Four New Zealand government-backed investment funds are to exclude Russian Federation sovereign debt and the securities of majority Russian state-owned enterprises.
The New Zealand Superannuation Fund, Accident Compensation Corporation, Government Superannuation Fund and National Provident Fund said today they will sell their directly-held assets as market conditions allow.
But they may continue to invest in companies domiciled in Russia.
A number of KiwiSaver investment providers said they had already pulled out of their Russian investments in light of Russia declaring war on Ukraine.
The four funds said their actions were in accordance with their responsible investment policies.
"The policies provide for sovereign bond exclusions when there is widespread condemnation or sanctions by the international community and New Zealand has imposed meaningful diplomatic, economic or military sanctions aimed at that Government.
"The New Zealand Government has strongly condemned Russia's invasion of Ukraine and implemented a range of measures in response to Russia's actions. The Prime Minister has also stated the Government is looking at other moves it could make in response to the aggression."
When it came to majority Russian state-owned companies, the investors said they took into account relevant factors under their respective frameworks, including the strength and scale of the international response and the New Zealand Government's public position on the invasion, in addition to considering the actions of their peers, expert advice and other relevant factors.
"Given the serious nature of the issues, widespread condemnation of the invasion from the international community and by the New Zealand Government, and the close association of the companies to the Russian state through its majority ownership, the four investors considered exclusion the appropriate course of action."
But the investments funds have not applied a country-wide company exclusion for Russia.
"Companies are not excluded based solely on their Russian domicile as they may have no links or contribution to the aggression of the Russian state.
"The investors will monitor the activities of individual companies on a case-by-case basis in the event they are linked to the conflict and meet the threshold for conduct that would see them excluded."
Ethical investment expert and chief executive of Mindful Money Barry Coates said while the move by the Crown Financial Institutions was welcome it did not go far enough.
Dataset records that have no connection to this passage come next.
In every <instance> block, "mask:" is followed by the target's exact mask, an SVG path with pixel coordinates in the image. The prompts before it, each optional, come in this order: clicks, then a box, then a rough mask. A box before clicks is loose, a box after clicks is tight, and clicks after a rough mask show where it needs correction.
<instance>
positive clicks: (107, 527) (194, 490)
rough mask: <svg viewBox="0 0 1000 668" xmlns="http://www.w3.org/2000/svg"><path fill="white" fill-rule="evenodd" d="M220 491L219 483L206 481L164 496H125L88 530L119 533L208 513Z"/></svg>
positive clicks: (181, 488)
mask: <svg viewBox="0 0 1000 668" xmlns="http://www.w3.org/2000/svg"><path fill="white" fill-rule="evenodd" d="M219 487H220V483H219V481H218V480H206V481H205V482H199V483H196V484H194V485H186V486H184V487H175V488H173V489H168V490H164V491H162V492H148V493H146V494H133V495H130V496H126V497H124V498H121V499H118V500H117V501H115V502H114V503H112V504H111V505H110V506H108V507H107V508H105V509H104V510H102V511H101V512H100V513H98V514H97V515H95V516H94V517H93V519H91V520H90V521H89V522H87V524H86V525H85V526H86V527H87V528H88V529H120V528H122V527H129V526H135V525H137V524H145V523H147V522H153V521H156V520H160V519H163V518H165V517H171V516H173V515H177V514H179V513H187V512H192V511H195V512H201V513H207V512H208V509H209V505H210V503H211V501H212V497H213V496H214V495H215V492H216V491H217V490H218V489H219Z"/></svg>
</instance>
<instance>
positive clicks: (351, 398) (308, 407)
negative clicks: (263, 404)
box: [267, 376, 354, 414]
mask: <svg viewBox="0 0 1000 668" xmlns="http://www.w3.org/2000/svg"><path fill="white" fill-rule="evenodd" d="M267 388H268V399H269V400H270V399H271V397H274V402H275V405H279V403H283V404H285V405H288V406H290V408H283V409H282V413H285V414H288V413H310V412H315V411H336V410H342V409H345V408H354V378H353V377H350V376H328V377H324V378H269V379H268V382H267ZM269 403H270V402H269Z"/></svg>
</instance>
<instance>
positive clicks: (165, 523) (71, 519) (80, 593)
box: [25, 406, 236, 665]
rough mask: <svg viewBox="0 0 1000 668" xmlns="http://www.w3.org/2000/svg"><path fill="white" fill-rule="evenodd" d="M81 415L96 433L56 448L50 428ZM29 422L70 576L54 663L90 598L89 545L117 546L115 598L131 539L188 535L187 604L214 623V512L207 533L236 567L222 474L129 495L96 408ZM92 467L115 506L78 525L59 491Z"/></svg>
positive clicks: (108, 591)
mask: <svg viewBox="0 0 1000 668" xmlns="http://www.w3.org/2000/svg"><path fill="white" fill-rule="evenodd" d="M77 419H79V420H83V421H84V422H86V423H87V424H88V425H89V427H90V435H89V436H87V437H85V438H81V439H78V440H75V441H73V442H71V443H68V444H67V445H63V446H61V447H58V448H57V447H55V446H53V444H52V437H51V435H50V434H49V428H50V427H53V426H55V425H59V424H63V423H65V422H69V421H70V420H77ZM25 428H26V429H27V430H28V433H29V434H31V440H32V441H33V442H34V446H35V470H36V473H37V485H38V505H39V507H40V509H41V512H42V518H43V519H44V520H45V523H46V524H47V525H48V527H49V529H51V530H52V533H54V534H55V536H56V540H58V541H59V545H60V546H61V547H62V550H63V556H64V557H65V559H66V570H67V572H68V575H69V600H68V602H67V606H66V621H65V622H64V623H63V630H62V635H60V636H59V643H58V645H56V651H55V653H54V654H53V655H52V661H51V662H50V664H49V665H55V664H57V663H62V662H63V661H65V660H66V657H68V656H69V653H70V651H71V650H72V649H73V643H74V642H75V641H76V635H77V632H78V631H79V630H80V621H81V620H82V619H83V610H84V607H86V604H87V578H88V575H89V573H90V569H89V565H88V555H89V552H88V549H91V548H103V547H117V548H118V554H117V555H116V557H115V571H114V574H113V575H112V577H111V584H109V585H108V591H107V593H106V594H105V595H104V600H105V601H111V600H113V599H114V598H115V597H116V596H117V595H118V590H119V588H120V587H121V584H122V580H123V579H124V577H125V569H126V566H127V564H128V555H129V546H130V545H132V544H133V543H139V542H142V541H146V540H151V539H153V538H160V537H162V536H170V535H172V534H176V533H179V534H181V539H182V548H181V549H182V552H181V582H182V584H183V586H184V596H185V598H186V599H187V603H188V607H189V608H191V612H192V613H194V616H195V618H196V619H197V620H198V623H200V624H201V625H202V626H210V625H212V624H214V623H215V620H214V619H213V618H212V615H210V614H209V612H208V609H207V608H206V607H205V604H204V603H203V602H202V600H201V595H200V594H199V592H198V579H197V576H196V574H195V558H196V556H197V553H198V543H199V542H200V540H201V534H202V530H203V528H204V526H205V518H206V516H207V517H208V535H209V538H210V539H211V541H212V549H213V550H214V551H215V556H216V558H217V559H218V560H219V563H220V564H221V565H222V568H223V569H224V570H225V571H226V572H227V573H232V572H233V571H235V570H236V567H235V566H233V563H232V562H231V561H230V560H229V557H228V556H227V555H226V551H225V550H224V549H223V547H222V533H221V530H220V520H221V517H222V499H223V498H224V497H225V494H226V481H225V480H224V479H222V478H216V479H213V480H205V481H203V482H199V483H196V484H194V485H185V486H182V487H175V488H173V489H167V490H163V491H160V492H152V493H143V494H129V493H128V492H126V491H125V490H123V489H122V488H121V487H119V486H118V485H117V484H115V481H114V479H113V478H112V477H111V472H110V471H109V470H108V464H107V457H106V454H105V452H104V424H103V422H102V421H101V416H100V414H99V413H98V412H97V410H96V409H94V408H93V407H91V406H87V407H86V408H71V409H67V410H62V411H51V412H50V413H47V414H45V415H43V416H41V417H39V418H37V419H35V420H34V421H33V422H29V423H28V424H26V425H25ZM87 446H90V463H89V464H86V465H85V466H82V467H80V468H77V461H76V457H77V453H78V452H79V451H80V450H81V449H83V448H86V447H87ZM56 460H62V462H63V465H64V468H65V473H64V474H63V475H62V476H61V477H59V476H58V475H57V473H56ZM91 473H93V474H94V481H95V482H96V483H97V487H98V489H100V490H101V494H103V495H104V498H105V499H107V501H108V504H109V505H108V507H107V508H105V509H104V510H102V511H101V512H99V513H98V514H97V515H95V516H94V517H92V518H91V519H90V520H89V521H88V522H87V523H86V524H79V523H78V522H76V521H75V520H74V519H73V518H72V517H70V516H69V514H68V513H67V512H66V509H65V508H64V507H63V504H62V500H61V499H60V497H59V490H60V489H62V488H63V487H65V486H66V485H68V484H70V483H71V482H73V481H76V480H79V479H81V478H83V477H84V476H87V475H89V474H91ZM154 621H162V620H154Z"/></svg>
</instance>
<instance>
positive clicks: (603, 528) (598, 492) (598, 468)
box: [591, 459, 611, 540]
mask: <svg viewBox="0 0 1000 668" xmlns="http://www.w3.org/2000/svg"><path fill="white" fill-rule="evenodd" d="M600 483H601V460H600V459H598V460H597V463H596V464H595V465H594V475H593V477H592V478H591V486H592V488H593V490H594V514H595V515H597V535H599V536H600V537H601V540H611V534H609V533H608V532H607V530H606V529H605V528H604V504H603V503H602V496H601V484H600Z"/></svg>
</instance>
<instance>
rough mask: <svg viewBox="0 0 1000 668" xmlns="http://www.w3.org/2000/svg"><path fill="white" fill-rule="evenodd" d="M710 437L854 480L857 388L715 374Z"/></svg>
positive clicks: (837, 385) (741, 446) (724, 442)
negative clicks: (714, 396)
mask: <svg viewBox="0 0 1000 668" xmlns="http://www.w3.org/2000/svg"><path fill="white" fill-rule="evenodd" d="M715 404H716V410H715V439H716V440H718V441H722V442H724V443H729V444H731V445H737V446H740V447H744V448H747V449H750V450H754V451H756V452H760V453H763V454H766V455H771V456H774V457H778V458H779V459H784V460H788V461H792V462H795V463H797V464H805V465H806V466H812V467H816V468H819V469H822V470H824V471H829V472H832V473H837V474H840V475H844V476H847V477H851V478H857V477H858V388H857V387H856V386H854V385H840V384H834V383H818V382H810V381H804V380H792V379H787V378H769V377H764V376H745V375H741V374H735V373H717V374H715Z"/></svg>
"The close complicity between the Kremlin and major Russian companies has been well-documented. There is not the separation of roles that we are used to in New Zealand, and the revenues from the major oil and gas producers and commodity producers make a crucial contribution to Russian government revenue that has funded the invasion of Ukraine."
He called on the funds and other New Zealand investment providers to divest from major Russian companies, particularly the major fossil fuel companies.
Coates said the other point that was disappointing was that these institutions were only now divesting - at a time when the value of their investment has plummeted.
"Responsible investment required analysis of risks on a forward-looking basis to avoid these kind of costs from unethical government or company practices. This is not only responsible investment, it is smart investment. The CFIs have undertaken to do this but are obviously falling short."
The NZ Super Fund had $3.13m in Russian Federation Bonds and $2.82m in equity investments including Sberbank of Russia, VTB bank and Gazprom as of February 24.
A NZ Super Fund spokesman said the market had shifted substantially since February 24 so the value of its holdings would be lower.
However, the investment is small in comparison to the size of the fund which was valued at $57.6 billion on March 1.
An ACC spokesman said it held $10.7m in Russian equity and corporate bonds but no Russian sovereign debt.
"Due to international sanctions and capital constraints imposed by the Russian government on the sale of assets, divestment may require time.
"Russian asset prices have been volatile and had dropped substantially before trading was halted. The extent of losses will be understood on the completion of the sale of assets; as noted above, divestment may require time."
When the funds will be able to sell the investments is unclear.
The Moscow Exchange has been on a trading halt since Monday and the Bank of Russia has banned brokers from selling securities held by foreigners as part of moves to restore calm to its investment markets after a rout last week.